Mr.Sandman 16/01/2024
Cachorros Sonham com Serras Elétricas?
O primeiro volume de Chainsaw Man estabelece de uma forma bastante assertiva um mundo rico e esteticamente impressionante, que ao mesmo tempo que diverte, empolga e cativa, é extremamente reflexivo, denso e recheado de alegorias. Tatsuki Fujimoto fundamenta um mundo violento e brutal, mas que mesmo com todos seus elementos fantásticos, não parece tão distante de nós.
O primeiro ponto a se considerar ao ler Chainsaw man é sua demografia. É um shounen, mas que não se adequa essencialmente aos padrões mais conhecidos dessa vertente. Por mais que vários elementos narrativos façam presença, existem mudanças pontuais que criam uma subversão das temáticas do battle shounen. O próprio protagonista é um desses pontos de virada. Denji não é a bússola moral, o bom garoto, aquele que mantém seus ideais morais mesmo quando sofre todo tipo de violência e provação. Denji é um personagem condicionado, um personagem que sofre humilhações e que vive como um pária.
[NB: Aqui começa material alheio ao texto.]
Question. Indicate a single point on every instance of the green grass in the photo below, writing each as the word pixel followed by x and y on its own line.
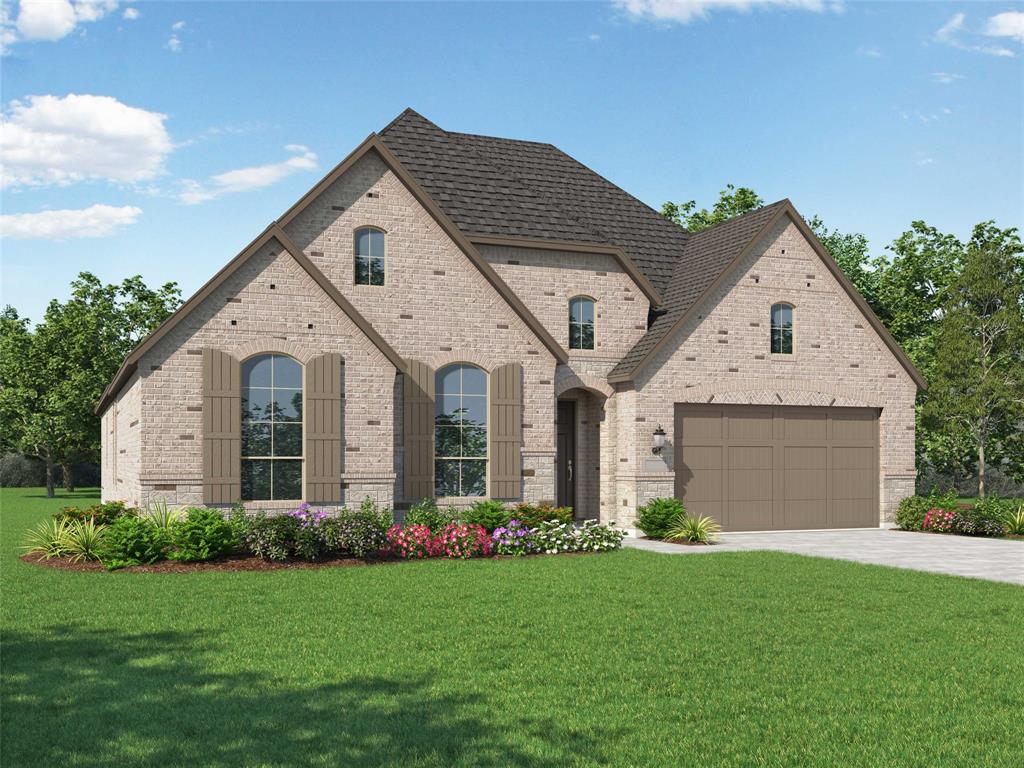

E quando tem seus objetivos postos, são objetivos egoístas, fúteis e essencialmente básicos. Mas é um erro pensar que isso é construído de forma leviana. Denji é assim por causa dos meios em que ele fez sua existência. Sua história, suas condições socioeconômicas. Todo seu contexto corrobora para as necessidades que ele apresenta. Denji cresceu com deficits em quase todos os aspectos. Deficits de educação e conhecimento, Deficits culturais e sociais, Deficits emocionais, afetivos e sexuais. Assim como no início ele teve que vender uma série de órgãos, ele também teve que vender seus direitos básicos para pagar uma dívida. A dívida de seu pai falecido que provavelmente levaria sua vida toda para conseguir quitar.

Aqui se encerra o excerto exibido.